Comment 19 Dmitry Belyavskiy 2022-09-09 10:07:56 UTC
Dan, if you need it ASAP, I will do. If not, could we delay it to, say, Tuesday?

Comment 20 Dan Horák 2022-09-09 10:18:55 UTC
I think Tuesday will be OK, the COPR guys have already applied a workaround for their buildsystem to unblock rawhide builds, thus it's not super urgent.

Comment 21 Dmitry Belyavskiy 2022-09-09 10:23:05 UTC
Could you also check that ChaCha is not affected?

Comment 22 Dan Horák 2022-09-09 12:42:26 UTC
(In reply to Dmitry Belyavskiy from comment #21)
> Could you also check that ChaCha is not affected?

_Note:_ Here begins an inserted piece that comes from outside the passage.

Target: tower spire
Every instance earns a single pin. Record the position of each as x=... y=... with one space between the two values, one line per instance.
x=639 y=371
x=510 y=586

Seems it is OK, the test-suite passes in local rpm build when only the AES patch is disabled. Also the accelerated ChaCha is plugged in in a different way if I understand it right.

Comment 23 Dmitry Belyavskiy 2022-09-09 14:37:48 UTC
https://github.com/openssl/openssl/pull/19182 looks like a relevant fix.

Comment 24 Fedora Update System 2022-09-12 11:00:20 UTC
FEDORA-2022-343ea0d960 has been submitted as an update to Fedora 38. https://bodhi.fedoraproject.org/updates/FEDORA-2022-343ea0d960

Comment 25 Fedora Update System 2022-09-12 11:02:05 UTC
FEDORA-2022-343ea0d960 has been pushed to the Fedora 38 stable repository.
If problem still persists, please make note of it in this bug report.